I glanced around the somewhat crowded subway car for someone to help, but everyone pretended not to notice. When the doors opened, I walked quickly towards the exit and he followed me, practically tripping on my heels, repeating his threats. My normal sassiness was gone — no one had ever seemed like they were going to actually hit me before. Just before I reached the escalator, he laughed, tapped me on the head with the flyers in his hand, and ran to catch another train. As soon as I was back in the light of day, I burst into tears. (I wouldn’t have been afraid if I had been allowed to carry a gun, but that’s another article.)
“Street harassment is about ownership,” says one woman in the viral video. “It’s the idea that women’s bodies and their very presence in public space is not for us.” Unfortunately, she’s quite right. There is no other explanation for the anger and the self-righteousness that rise up in men when women do not blush with gratitude every time a man tells her she’s sexy.
Everyday experiences aren’t like the one just described — the main problem, in fact, is how constant the comments are. People say, “hey honey” and other seemingly innocent platitudes to me, conservatively, once a week. It is exhausting being embarrassed that much.
According to a report by Stop Street Harassment, 65 of women have experienced “at least one type” of street harassment in their lifetimes.
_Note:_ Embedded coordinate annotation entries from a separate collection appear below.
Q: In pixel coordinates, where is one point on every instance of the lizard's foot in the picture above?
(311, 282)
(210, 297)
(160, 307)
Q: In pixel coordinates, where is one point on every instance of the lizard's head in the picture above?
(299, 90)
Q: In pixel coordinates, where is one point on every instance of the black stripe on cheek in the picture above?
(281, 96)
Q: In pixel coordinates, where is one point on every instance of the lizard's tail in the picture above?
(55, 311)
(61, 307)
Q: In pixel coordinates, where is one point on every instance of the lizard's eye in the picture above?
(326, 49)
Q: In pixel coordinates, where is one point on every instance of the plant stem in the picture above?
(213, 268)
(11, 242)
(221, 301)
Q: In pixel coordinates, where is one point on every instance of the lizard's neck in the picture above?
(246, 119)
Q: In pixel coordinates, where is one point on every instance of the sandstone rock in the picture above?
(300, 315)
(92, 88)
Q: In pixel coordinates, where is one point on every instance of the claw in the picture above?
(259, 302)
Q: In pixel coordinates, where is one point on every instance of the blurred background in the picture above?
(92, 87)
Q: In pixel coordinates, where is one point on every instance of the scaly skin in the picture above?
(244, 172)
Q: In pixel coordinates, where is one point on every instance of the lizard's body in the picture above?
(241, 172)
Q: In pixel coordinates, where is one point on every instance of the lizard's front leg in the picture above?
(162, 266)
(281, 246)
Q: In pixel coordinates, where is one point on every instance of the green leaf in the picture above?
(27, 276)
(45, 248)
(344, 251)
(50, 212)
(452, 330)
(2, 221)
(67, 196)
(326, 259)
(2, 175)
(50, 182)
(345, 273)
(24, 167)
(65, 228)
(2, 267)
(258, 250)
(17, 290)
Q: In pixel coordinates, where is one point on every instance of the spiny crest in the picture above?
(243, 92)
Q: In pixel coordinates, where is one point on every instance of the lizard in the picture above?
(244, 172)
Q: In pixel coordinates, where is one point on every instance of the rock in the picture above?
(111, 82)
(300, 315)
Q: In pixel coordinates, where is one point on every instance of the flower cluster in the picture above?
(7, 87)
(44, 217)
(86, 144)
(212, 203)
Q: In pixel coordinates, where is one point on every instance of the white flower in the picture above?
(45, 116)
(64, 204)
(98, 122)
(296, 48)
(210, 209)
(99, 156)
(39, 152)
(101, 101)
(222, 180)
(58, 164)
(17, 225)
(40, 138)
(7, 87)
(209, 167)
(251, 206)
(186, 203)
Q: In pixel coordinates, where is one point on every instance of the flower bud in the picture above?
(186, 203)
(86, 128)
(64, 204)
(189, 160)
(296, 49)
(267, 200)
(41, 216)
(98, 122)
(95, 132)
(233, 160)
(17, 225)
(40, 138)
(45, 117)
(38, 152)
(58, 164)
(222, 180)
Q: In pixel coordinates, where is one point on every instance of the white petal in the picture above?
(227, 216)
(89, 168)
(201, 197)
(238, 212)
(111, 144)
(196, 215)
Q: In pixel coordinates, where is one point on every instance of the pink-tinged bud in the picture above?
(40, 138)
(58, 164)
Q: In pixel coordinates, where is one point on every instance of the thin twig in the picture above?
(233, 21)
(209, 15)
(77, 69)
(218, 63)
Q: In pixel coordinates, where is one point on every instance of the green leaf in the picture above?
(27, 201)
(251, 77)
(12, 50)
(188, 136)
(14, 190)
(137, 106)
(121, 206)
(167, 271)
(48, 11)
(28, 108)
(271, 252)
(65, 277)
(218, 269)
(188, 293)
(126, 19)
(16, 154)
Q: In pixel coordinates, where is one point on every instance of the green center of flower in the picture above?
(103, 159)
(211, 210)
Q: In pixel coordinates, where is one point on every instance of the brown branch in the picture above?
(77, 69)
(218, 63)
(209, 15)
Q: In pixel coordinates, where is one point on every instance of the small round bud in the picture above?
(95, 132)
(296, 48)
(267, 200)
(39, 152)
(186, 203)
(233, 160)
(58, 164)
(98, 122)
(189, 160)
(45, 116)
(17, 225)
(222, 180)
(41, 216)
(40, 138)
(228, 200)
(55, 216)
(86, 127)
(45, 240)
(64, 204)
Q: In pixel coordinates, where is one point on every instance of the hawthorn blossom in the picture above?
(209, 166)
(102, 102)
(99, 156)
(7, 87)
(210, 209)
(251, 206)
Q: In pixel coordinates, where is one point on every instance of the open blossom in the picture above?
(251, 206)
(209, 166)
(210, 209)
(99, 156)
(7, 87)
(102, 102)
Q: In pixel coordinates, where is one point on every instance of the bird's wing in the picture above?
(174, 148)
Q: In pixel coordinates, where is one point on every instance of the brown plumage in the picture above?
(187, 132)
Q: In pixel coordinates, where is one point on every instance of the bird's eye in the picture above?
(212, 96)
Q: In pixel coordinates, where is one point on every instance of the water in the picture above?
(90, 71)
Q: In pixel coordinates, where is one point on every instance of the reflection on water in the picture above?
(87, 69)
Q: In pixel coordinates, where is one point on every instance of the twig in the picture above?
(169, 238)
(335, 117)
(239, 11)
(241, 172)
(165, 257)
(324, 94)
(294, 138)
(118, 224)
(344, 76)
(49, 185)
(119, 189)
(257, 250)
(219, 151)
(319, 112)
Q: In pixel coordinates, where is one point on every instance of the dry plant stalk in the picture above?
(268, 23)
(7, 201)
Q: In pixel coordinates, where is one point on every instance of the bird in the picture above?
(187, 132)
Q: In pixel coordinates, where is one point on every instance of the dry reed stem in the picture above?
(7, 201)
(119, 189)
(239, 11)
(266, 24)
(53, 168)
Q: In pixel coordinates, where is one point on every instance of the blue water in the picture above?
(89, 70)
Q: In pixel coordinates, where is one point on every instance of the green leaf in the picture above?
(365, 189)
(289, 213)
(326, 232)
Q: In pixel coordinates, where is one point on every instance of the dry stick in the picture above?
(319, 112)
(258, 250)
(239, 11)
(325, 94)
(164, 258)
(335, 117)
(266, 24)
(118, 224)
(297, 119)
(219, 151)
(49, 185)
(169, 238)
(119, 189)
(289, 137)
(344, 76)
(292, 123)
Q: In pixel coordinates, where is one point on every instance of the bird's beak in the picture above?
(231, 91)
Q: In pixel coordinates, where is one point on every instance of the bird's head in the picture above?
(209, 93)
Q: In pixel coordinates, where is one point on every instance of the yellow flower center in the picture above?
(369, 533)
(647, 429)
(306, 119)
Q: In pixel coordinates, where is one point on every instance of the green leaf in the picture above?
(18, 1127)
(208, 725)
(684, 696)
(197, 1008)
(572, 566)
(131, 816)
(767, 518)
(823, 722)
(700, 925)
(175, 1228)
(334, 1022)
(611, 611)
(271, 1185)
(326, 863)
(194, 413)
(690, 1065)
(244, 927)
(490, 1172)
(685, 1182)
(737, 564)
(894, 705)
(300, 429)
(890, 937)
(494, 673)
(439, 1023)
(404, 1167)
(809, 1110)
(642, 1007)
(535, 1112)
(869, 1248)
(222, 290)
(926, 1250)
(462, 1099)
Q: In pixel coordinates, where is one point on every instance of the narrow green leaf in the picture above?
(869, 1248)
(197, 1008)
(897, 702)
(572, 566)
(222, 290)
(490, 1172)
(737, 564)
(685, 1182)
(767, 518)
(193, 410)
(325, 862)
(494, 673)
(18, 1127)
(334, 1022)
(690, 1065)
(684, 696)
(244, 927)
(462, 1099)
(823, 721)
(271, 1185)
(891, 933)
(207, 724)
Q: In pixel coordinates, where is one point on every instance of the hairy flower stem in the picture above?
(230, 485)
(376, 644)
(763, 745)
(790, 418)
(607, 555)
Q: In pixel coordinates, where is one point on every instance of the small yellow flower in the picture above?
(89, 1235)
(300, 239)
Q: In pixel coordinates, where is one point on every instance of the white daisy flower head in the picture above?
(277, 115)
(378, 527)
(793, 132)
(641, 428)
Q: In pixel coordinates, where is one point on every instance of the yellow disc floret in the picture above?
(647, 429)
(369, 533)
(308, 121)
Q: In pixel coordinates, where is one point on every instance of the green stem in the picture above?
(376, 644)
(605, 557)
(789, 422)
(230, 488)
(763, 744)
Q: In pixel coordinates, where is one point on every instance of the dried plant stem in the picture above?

Fifty percent of those women say they have been harassed before age 17 — young girls have stories similar to mine. (How does that make you feel, dads?) Fifty-seven percent of all women have experienced verbal harassment and 41 percent of all women have experienced physically aggressive forms of street harassment. That’s a lot of “compliments.”
You can wave off my experiences as isolated incidences, as some do, but most of my friends have similar stories and I would bet that most women have similar stories. Every time I pass a group of men, loitering along a sidewalk, my throat seizes up, and I think, “Please let them just leave me alone.” My prayers are often not met and when they do shout, I think, “Will they just shout, or will it get worse? They’re not following me, are they?”
Guys, I see attractive men all the time, but I don’t feel an urge to loudly request to see their genitalia while they walk to Barnes & Noble with their mothers. (Yep, that happened to me, too.) No one can stop you from looking, but you choose to take the effort to make us uncomfortable, and that, I think, is the most hurtful thing of all.
— Christine Sisto is an editorial associate at National Review Online.